三つ目は、成功の脆さ・レジリエンスの低下です。
普段はAIが動いているので、全体としてはうまく回っているように見えます。けれど、もしAIが止まったらどうなるのか。AIが苦手な特殊ケースが来たらどうなるのか。人間側のバックアップ能力は残っているのか。ある参加者は、AIによる効率化を「水の上に敷かれたアスファルトを走っているようなもの」と表現しています。表面はなめらかに見える。けれど、その下の地盤は空洞化している。
さらに深い段階として、著者たちは Identity Commoditization という問題を挙げています。専門職としてのアイデンティティが、平板化し、商品化されていくということです。
ここで問題になっているのは、単にスキルが落ちることではありません。
AIが専門的な判断の大部分を担うようになると、自分は何の専門家なのか、自分の仕事の意味はどこにあるのか、という感覚そのものが揺らぎます。
医師や物理士たちは、自分が「AIの子守り役」や「ボタンを押す人」になることを恐れます。AIの判断にハンコを押すだけの存在になってしまうのではないか、と。
しかも彼らは、必ずしも「AIに仕事を奪われること」だけを恐れているわけではありません。
むしろ、もっと怖いのは、雇用は残るが、仕事の意味が空洞化することです。
肩書きは残る。責任も残る。しかし、重要な判断の中心からは外される。専門性を発揮する場面が減る。自分の仕事が、「AIを監視する高価な人間」になっていく。
この論文の最終的な提案は、Dignified Human-AI Interaction です。訳すなら、「尊厳ある人間-AI相互作用」といったところでしょうか。

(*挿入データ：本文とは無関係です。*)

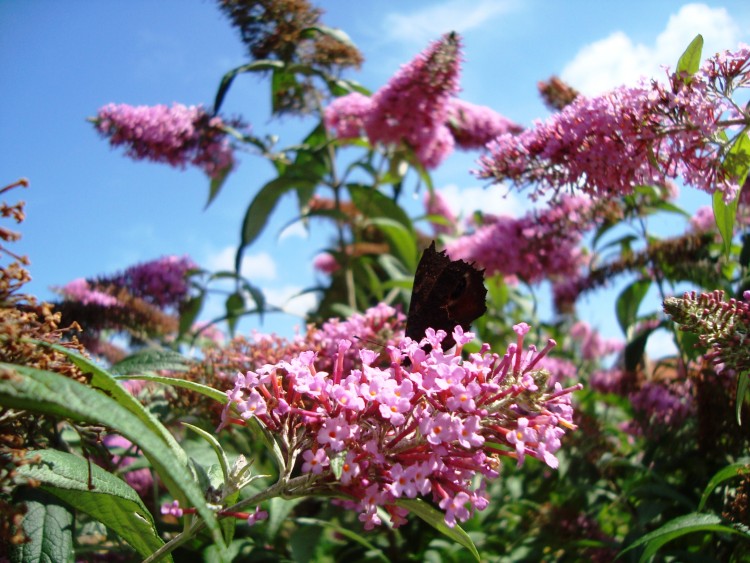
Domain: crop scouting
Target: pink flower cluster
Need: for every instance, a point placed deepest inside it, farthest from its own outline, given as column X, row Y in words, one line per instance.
column 436, row 205
column 535, row 246
column 178, row 135
column 417, row 107
column 427, row 424
column 648, row 134
column 662, row 405
column 473, row 126
column 162, row 282
column 80, row 290
column 593, row 346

著者たちは、尊厳あるAI導入を、専門性や自己価値を保つようなAI統合として捉えています。
ただ「人間をループに入れる」だけでは、AIの判断に人間がハンコを押すだけの構造になってしまいます。それでは十分ではありません。
大事なのは、人間が単にループの中にいることではなく、ループを運転していること。AIを使っていても、専門家が判断の主体であり続けること。自分の技量を使い、育て、意味を感じられること。AIが仕事を速くするだけでなく、人間の専門性が残り、鍛えられ、次の世代に渡っていくこと。
それが、尊厳あるAI導入なのだと論文では示されています。
この論文を読んで、あらためて思ったことがあります。
AIを使うか、使わないか。その二択では、おそらく足りません。AIを使うこと自体は、もう避けられない場面が増えています。使わないほうが不自然な仕事も、すでにたくさんあります。

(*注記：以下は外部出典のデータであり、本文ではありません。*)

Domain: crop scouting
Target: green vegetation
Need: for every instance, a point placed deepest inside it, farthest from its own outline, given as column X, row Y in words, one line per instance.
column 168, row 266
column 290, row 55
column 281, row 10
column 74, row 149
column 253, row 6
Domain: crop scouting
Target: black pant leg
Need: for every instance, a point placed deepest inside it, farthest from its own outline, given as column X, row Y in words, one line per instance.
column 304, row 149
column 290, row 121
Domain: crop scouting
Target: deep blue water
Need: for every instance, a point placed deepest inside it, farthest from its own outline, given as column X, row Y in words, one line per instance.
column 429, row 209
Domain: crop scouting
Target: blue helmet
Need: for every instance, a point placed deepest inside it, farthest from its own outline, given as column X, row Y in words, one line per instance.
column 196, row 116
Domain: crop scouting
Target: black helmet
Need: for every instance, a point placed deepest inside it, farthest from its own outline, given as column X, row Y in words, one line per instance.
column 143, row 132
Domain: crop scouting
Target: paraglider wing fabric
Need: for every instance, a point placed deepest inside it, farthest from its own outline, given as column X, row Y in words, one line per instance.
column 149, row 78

だからこそ、問うべきなのは、AIを使うかどうかではなく、AIによって何が省かれているのか、なのだと思います。
とてつもない速さの中で、以前なら自分が通っていたはずの手順が、どこかで消えていきます。
複数の案を比べること。一度手で組み立ててみること。なぜ違和感があるのかを、言葉になる前にしばらく抱えておくこと。他人の判断ではなく、自分の判断として引き受けること。
これらは、短期的には非効率に見えます。でも、その省かれた手順の中に、専門性を保つための運動が含まれていたのかもしれません。
「AIの時代も、自分のアタマで考える時間を持とう」。正しいと思います。正しいのに、読むたびに、私はうっすら気持ち悪くなります。どこが、とは言えないのに、これじゃない、と感じてしまうのです。